I just bought some bondage rope to make my call Bell long enough to reach new bed placement. That’s what I call gimp hack ingenuity at its finest. Bondage rope is soft, long and durable.
I feel accomplished because today I was able to feed myself. It has been a few years since I was able to feed myself. I think it was fitting it was pizza.
I love American Ninja Warrior and watching every season. I’ve been watching American Ninja Warrior, I feel like I can complete any exercise Stephanie throws at me.
I want to get t-shirts made up next week and I want to submit my book to bookbaby publishing, so I can get it professionally edited and maybe a book cover done. Maybe they can help me with a marketing strategy. I would like to get some t-shirts made for gimphack.
Do you like the red?
I still feel this insurmountable amount loneliness. I wouldn’t say that is just part of my depression, but I’ve been feeling this way my entire life. I can be in a room full of people and still feel alone. Maybe I’m just meant to walk this world alone. I want to feel like this life is a gift, but what kind of gift makes you feel like crap all the time? I spend most of my time hiding the way I truly feel. I feel like I am living a dishonest life.
Stephanie killed me in the best possible way. Tried battle ropes for the first time. I did not lift them very high, but the fact that I was able to with them at all was amazing.
I lost 4 more pounds, which puts me around 116 lb. I went to the Erie rib Fest, so I probably gained those 4 pounds back, but I’m not going to beat myself up about it. I feel like I slim down a lot and one binge day does not define me as a failure.

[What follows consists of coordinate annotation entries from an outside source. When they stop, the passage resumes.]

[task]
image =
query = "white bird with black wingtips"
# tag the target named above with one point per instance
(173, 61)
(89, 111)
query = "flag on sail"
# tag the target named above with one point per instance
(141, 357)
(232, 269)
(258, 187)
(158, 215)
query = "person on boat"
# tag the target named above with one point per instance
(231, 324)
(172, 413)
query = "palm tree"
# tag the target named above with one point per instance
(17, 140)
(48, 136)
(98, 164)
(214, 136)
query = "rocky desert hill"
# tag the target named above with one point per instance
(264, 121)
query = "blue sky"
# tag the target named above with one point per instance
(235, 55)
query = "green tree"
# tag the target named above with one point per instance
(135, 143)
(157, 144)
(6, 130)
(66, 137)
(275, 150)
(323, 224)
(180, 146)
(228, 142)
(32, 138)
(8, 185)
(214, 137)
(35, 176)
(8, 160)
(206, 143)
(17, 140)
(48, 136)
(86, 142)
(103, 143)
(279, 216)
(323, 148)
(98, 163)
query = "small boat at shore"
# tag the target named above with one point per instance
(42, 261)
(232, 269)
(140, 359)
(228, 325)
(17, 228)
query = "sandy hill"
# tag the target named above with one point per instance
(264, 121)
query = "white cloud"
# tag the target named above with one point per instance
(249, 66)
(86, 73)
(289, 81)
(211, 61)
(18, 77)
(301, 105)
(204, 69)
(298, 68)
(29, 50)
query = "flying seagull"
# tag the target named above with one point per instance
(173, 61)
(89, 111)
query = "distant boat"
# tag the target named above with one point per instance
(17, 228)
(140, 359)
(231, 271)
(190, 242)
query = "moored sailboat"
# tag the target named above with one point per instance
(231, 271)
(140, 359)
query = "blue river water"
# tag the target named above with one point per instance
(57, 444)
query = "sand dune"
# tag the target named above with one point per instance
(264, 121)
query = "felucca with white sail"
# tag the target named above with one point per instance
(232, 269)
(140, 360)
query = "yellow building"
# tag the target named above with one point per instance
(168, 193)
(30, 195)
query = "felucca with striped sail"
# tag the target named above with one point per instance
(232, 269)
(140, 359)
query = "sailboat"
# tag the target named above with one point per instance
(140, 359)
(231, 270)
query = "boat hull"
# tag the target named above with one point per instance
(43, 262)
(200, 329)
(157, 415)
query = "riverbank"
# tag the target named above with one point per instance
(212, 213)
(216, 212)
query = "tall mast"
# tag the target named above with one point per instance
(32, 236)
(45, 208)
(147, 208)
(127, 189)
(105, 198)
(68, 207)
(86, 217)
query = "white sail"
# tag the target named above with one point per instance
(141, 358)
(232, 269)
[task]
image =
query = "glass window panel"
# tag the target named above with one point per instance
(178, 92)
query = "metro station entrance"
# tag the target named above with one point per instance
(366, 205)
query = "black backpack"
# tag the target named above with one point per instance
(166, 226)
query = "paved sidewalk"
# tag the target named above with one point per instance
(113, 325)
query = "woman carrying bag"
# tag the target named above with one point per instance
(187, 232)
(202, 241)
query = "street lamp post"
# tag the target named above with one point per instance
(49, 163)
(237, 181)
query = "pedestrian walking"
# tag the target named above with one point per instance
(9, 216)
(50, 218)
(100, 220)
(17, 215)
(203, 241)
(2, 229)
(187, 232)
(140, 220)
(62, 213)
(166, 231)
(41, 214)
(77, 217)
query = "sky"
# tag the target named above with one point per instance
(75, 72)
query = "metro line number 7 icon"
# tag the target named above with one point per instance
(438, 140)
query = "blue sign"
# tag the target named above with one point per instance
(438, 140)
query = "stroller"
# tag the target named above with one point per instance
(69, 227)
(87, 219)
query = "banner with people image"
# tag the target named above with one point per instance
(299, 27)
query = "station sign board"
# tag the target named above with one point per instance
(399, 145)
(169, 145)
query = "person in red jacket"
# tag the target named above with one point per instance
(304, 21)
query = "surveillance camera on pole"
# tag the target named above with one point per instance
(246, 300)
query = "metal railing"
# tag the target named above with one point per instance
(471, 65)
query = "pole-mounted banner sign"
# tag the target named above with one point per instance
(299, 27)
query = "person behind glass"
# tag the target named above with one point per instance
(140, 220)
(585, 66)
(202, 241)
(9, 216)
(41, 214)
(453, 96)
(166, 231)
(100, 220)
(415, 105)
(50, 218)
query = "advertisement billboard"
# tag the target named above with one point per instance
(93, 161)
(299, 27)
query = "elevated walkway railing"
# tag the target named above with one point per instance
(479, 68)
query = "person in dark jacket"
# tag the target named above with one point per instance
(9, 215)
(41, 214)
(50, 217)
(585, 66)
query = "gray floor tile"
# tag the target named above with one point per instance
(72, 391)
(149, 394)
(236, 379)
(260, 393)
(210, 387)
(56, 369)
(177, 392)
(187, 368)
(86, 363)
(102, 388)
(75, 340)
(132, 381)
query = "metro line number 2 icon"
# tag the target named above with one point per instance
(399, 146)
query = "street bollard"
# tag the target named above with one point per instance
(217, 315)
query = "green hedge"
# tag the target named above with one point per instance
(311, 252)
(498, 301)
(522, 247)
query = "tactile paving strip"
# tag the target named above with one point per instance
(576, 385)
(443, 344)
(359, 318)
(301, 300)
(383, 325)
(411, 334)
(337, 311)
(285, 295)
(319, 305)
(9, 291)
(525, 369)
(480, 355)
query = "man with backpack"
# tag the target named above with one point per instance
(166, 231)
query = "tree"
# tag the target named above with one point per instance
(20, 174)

I have to admit that they have been times in my life where the emotional pain was as bad as the physical pain. sometimes I feel totally isolated from the rest of Society, because of my disability. I mean they have been times in my life where I was not invited to something, because it would be too complicated to get me there or have me there. who’s to say this physical pain is more valid than emotional pain? what kind of measurements can we use to measure someone’s pain? on the flip side some emotional pain is only temporary, for example the heartbreak of losing a boyfriend or whatever heartbreak you never thought you were though. this is why so hard to pin down Pacific criteria for this sort of thing.